The handle_logout() function is optional to implement, but it is strongly recommended to implement it, as it allows you to clean up any resources associated with the user.

Actions with Authentication

Once you have implemented the handle_login() and handle_logout() functions, you can now declare actions as @action(auth=True), which will indicate to the action, that any attempt without a login_token shall automatically raise an HttpException(401, "Missing Credentials") error.

Important: Any actions you do decide to declare as requiring authentication, must include the parameter login_token in the function definition. This value will then hold the login_token, that was sent with each request following a container login of the OPACA platform in the header field ContainerLoginToken. If no login_token parameter was found in an action with auth=True, the container will raise an exception during startup. The login_token does not need to be provided via the request body, as it will be automatically extracted from the correct header field.

Following is an example of an action that requires authentication:

@action(auth=True)
async def login_test(self, login_token: str)
    # Check if the login_token has been sent previously with a successful login attempt.
    # Otherwise, raise an appropriate exception.
    # The agent container will automatically handle missing requests with a missing login_token
    if login_token not in self.clients.keys():
        raise HTTPException(status_code=403, detail='Forbidden')
    return f'Calling authenticated client with login_token: {login_token}\n{self.clients[login_token]()}'

Please note that it is in your own responsibility to check if the provided login_token matches the same token that was sent during the call to the handle_login() function.

Streams with Authentication

Streams can be declared with @stream(mode=StreamDescription.Mode.GET, auth=True), expecting the parameter login_token to be present in the function definition as well. The overall structure is very similar to actions.

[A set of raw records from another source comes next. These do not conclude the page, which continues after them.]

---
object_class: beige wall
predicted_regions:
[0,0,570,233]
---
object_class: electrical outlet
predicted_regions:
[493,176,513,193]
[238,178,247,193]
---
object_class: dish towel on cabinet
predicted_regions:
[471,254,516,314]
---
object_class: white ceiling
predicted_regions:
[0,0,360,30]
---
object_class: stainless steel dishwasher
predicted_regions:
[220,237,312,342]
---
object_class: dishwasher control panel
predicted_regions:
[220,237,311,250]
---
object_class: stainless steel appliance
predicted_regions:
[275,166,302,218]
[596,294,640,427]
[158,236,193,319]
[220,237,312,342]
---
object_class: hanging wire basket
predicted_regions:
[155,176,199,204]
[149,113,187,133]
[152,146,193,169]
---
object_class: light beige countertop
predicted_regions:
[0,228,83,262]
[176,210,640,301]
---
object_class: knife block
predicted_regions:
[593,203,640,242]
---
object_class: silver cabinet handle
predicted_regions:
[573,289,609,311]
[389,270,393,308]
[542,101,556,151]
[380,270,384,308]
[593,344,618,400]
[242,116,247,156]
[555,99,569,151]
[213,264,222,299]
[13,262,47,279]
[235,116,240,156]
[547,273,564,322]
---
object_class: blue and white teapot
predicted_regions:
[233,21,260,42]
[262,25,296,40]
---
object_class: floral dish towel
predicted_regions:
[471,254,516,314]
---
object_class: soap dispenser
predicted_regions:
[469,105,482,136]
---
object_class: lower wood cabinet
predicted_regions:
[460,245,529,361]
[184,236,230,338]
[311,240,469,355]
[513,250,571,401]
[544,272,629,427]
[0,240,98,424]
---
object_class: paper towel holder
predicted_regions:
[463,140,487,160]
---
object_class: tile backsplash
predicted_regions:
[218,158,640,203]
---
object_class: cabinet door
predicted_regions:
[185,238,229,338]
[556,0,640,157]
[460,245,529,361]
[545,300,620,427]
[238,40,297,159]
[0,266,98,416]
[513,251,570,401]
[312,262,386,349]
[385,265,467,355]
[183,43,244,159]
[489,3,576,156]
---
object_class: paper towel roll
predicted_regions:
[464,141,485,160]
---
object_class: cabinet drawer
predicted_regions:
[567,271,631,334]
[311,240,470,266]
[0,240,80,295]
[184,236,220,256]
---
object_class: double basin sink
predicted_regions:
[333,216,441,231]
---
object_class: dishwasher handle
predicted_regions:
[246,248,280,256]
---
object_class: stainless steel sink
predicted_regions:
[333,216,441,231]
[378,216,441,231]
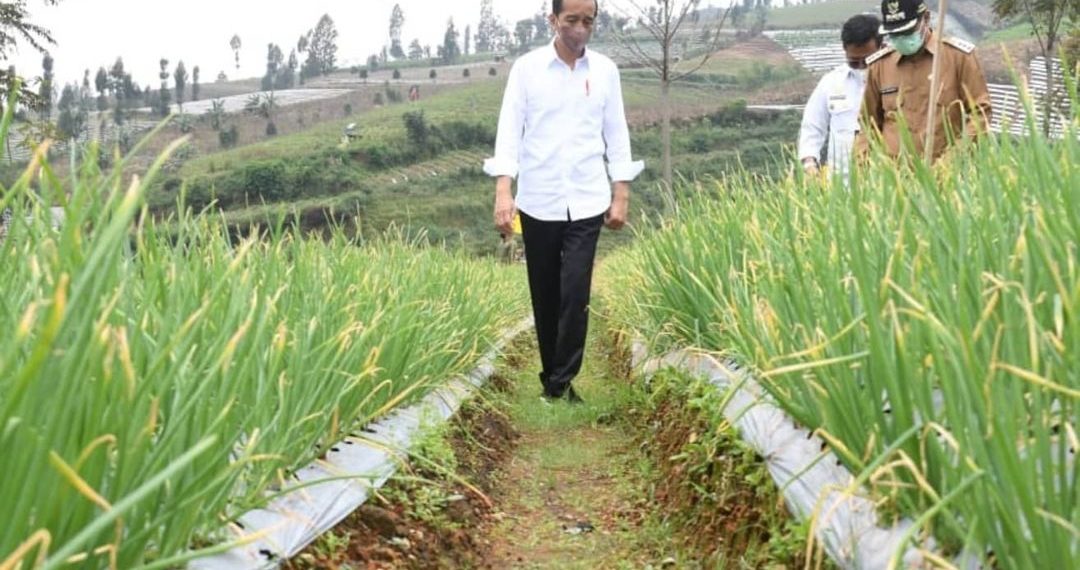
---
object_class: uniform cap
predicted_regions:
[878,0,929,35]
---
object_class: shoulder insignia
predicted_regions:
[942,36,975,53]
[866,45,896,65]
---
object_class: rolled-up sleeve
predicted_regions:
[484,63,526,178]
[604,68,645,182]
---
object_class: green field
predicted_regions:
[149,58,801,255]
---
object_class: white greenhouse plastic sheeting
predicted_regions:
[633,342,980,570]
[188,318,532,570]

@stream(mode=StreamDescription.Mode.GET, auth=True)
async def login_test_stream(self, login_token: str):
    if login_token not in self.clients.keys():
        raise HTTPException(status_code=403, detail='Forbidden')
    yield b'Calling authenticated stream with login_token: ' + login_token.encode() + b'\n' + self.clients[login_token]().encode()

Additional Information

  • All agent classes should extend the AbstractAgent class. Make sure to pass a Container object to the agent.
  • In the agent's constructor __init__, you can register actions the agents can perform using the add_action() method from the super-class.
  • Alternatively, you can expose actions by using the @action decorator on a method.
  • Similarly, stream responses can be defined using the @stream decorator or the add_stream() method in the constructor __init__.
  • Decorators will use the method name as the action name in PascalCase, the docstring as description, and use type hints to determine the input and output parameter types.
  • When registering actions or streams, you can manually specify their name and description by using the name and description field within the parameter, e.g. @action(name="MyAction", description="My description").
  • Methods declared as streams should return some iterator, e.g. by using the yield keyword on an iterable.
  • Messages from the /send and /broadcast routes can be received by overriding the receive_message() method.

Linked Projects

  • OPACA Core: The OPACA Runtime Platform.
  • OPACA-LLM: A complementary LLM integration, autonomously calling agent actions on a connected OPACA Runtime Platform.